Film examines the pursuit of happiness

HCDS will screen ‘Happy’ documentary at the ASUS Red Room this week

The film includes interviews from people around the world.
The film includes interviews from people around the world.

The Arts and Science Undergraduate Society and Health, Counselling and Disability Services have partnered together to bring mental health to the screen.

HCDS is running a screening of the film “Happy,” a 2011 documentary film directed by Academy Award nominee Roko Belic that interviews people from 14 different countries on the subject of happiness.

“Being happy isn’t always what people think it is,” Kate Humphrys, health promoter at Queen’s Health, Counselling and Disability Services (HCDS), aid. “It’s about participating in meaningful activities and finding a way to integrate them into your daily routine.”

Based on the responses of the interviewees, the film concludes that happiness is achieved most often through generosity, strong relationships, breaking out of routine, exercising and engaging in meaningful hobbies.

The film integrates the principles of positive psychology, a relatively new branch of psychology that focuses on positive thought processes in mental health patients, rather than just the negative.

The theory proposes that understanding a patient’s condition is limited when negative traits are focused on.

“The movie addresses ideas about what makes people happy and combines both life stories and scientific research to produce a really inspiring and enjoyable and documentary film,” Humphrys said.

The event will take place on Thursday in the ASUS Red Room in Kingston Hall at 7:30 p.m.

It will be the first film screening held by HCDS this year and is part of a broader strategy on mental health that HCDS hopes will reach out to more students.

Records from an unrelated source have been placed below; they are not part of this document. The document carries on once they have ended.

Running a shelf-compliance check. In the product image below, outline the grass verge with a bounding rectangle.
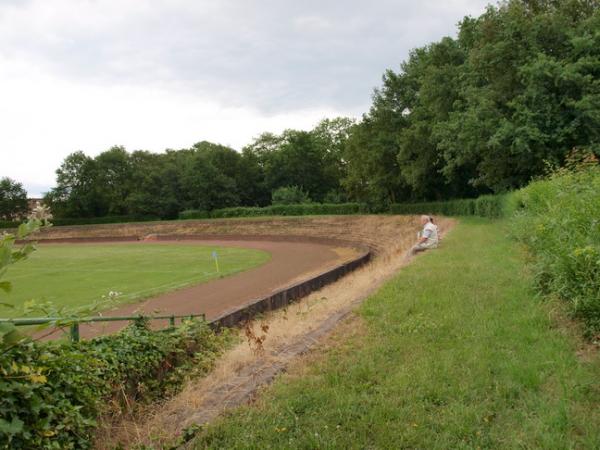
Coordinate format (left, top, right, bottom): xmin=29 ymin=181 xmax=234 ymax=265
xmin=194 ymin=219 xmax=600 ymax=449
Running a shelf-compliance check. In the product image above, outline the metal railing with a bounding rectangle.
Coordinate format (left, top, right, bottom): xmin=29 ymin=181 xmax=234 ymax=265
xmin=0 ymin=314 xmax=206 ymax=342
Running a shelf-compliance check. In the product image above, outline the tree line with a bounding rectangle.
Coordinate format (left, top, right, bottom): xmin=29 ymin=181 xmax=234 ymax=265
xmin=4 ymin=0 xmax=600 ymax=218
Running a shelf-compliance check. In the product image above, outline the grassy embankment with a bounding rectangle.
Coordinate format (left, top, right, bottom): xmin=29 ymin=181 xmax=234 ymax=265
xmin=195 ymin=219 xmax=600 ymax=449
xmin=0 ymin=243 xmax=270 ymax=317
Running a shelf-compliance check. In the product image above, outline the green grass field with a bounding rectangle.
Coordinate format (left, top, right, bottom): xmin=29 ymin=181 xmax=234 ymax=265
xmin=0 ymin=243 xmax=270 ymax=317
xmin=195 ymin=219 xmax=600 ymax=449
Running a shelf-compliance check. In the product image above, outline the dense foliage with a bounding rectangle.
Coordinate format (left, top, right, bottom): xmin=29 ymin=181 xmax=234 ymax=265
xmin=390 ymin=194 xmax=509 ymax=218
xmin=0 ymin=322 xmax=227 ymax=449
xmin=179 ymin=203 xmax=367 ymax=219
xmin=511 ymin=156 xmax=600 ymax=336
xmin=344 ymin=0 xmax=600 ymax=207
xmin=0 ymin=177 xmax=29 ymax=221
xmin=271 ymin=186 xmax=310 ymax=205
xmin=45 ymin=118 xmax=352 ymax=220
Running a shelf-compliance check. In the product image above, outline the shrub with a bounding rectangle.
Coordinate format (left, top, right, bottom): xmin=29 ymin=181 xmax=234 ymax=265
xmin=179 ymin=209 xmax=210 ymax=220
xmin=52 ymin=215 xmax=160 ymax=226
xmin=271 ymin=186 xmax=310 ymax=205
xmin=0 ymin=220 xmax=21 ymax=229
xmin=0 ymin=321 xmax=227 ymax=449
xmin=211 ymin=203 xmax=365 ymax=218
xmin=390 ymin=195 xmax=506 ymax=218
xmin=510 ymin=166 xmax=600 ymax=334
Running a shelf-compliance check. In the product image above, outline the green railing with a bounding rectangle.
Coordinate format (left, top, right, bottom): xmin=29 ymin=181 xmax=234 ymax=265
xmin=0 ymin=314 xmax=206 ymax=342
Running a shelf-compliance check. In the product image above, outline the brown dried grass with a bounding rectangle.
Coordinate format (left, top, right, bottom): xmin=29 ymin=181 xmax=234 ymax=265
xmin=92 ymin=216 xmax=455 ymax=449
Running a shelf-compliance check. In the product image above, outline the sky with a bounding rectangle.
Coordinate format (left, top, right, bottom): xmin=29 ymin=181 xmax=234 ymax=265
xmin=0 ymin=0 xmax=489 ymax=197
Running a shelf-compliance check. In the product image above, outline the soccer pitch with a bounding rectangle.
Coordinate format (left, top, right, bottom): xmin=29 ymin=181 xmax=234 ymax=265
xmin=0 ymin=243 xmax=270 ymax=317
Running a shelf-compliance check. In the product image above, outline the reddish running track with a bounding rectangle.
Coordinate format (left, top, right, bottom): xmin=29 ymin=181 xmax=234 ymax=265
xmin=41 ymin=240 xmax=348 ymax=339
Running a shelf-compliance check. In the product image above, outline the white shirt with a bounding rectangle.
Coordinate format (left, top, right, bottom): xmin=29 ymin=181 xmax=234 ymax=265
xmin=421 ymin=222 xmax=438 ymax=246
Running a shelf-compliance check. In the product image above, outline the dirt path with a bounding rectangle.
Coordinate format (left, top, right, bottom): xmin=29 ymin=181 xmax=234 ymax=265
xmin=96 ymin=219 xmax=455 ymax=450
xmin=42 ymin=239 xmax=357 ymax=338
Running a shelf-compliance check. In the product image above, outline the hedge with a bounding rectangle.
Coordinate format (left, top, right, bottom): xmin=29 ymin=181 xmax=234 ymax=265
xmin=179 ymin=203 xmax=366 ymax=219
xmin=0 ymin=321 xmax=229 ymax=449
xmin=390 ymin=194 xmax=507 ymax=218
xmin=510 ymin=167 xmax=600 ymax=338
xmin=0 ymin=220 xmax=21 ymax=229
xmin=0 ymin=215 xmax=161 ymax=229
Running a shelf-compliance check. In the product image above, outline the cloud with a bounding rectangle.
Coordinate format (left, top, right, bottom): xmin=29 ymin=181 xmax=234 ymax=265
xmin=0 ymin=0 xmax=486 ymax=195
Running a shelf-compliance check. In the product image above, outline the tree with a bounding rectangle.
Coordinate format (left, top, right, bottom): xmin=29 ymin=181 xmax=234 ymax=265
xmin=272 ymin=186 xmax=310 ymax=205
xmin=0 ymin=177 xmax=29 ymax=220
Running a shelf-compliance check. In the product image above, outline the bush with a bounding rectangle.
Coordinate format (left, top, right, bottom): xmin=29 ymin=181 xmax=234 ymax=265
xmin=179 ymin=209 xmax=210 ymax=220
xmin=179 ymin=203 xmax=367 ymax=219
xmin=0 ymin=220 xmax=21 ymax=229
xmin=510 ymin=166 xmax=600 ymax=335
xmin=0 ymin=322 xmax=227 ymax=449
xmin=211 ymin=203 xmax=365 ymax=218
xmin=52 ymin=216 xmax=160 ymax=226
xmin=271 ymin=186 xmax=310 ymax=205
xmin=390 ymin=195 xmax=507 ymax=218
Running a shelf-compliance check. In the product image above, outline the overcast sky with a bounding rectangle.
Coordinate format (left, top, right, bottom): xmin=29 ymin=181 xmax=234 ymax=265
xmin=0 ymin=0 xmax=489 ymax=196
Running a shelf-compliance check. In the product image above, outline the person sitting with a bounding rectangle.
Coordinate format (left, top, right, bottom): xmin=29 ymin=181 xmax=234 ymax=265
xmin=410 ymin=216 xmax=438 ymax=255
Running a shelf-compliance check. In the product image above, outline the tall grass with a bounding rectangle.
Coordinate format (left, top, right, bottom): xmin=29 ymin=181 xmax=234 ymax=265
xmin=509 ymin=165 xmax=600 ymax=335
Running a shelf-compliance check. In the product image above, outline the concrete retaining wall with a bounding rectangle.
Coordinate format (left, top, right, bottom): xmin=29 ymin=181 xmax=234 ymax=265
xmin=211 ymin=251 xmax=371 ymax=328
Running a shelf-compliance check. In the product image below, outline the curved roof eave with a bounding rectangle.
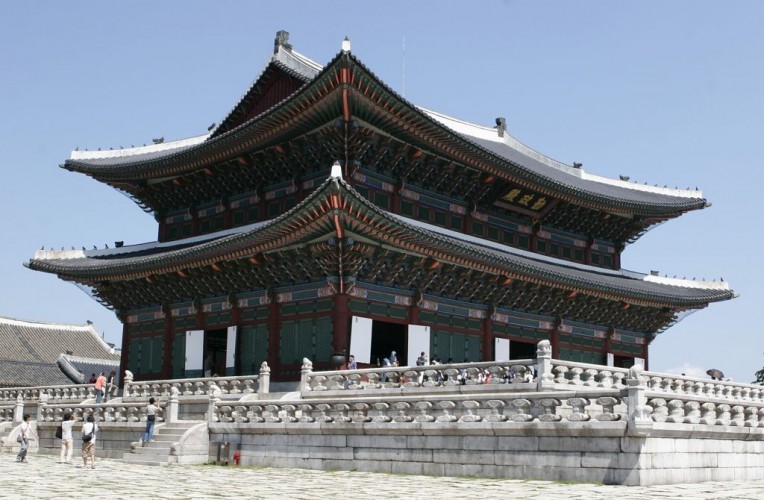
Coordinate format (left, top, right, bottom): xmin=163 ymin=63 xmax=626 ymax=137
xmin=25 ymin=178 xmax=735 ymax=307
xmin=64 ymin=48 xmax=707 ymax=217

“It’s just to spread the message about taking care of your mental health and doing things that are proactive to help you maintain your mental health,” she said.

“It’s an international film, which talks to people from all around the world and that relates to the diverse populations of people at Queen’s and the diversity in what makes people happy,” she added.

It’ll be the first collaboration on mental health between ASUS and HCDS since Humphrys came to work at HCDS over a year and a half ago.

Though there aren’t any plans to host more film screenings this year, Humphrys said a copy of the film will be available for campus groups to borrow.

Before the film, HCDS will hold a presentation that will showcase perspectives on happiness from different staff, faculty and students, including a quote from Principal Daniel Woolf, Humprhys said.

The presentation will also highlight available resources for students on campus.

“I would like students to leave the film having had an opportunity to just think about what makes them happy and all the different ways happiness can be viewed,” Humphrys said, “as well as what they can do to increase their happiness moving forward.”